Hello.
I made a simple code to understand class torch.nn.LSTM in PyTorch.
I changed input’s axis from (seq_len, batch, input_size) to (batch, seq_len, input_size) when I use batch_first option.
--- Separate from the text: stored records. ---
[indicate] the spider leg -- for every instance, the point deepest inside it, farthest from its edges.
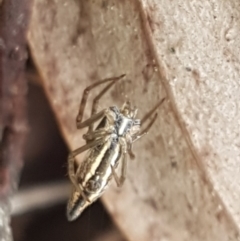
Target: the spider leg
(71, 169)
(150, 113)
(100, 95)
(102, 132)
(85, 96)
(71, 160)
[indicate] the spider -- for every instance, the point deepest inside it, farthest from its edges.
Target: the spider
(107, 144)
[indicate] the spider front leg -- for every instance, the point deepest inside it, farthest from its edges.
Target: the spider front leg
(95, 102)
However, I could not understand why I get different result with batch_first option.
Here is my code.
import torch
import torch.autograd as autograd
import torch.nn as nn
import torch.nn.functional as F
import torch.optim as optim
torch.manual_seed(1)
lstm = nn.LSTM(input_size=3, hidden_size=3, num_layers=1)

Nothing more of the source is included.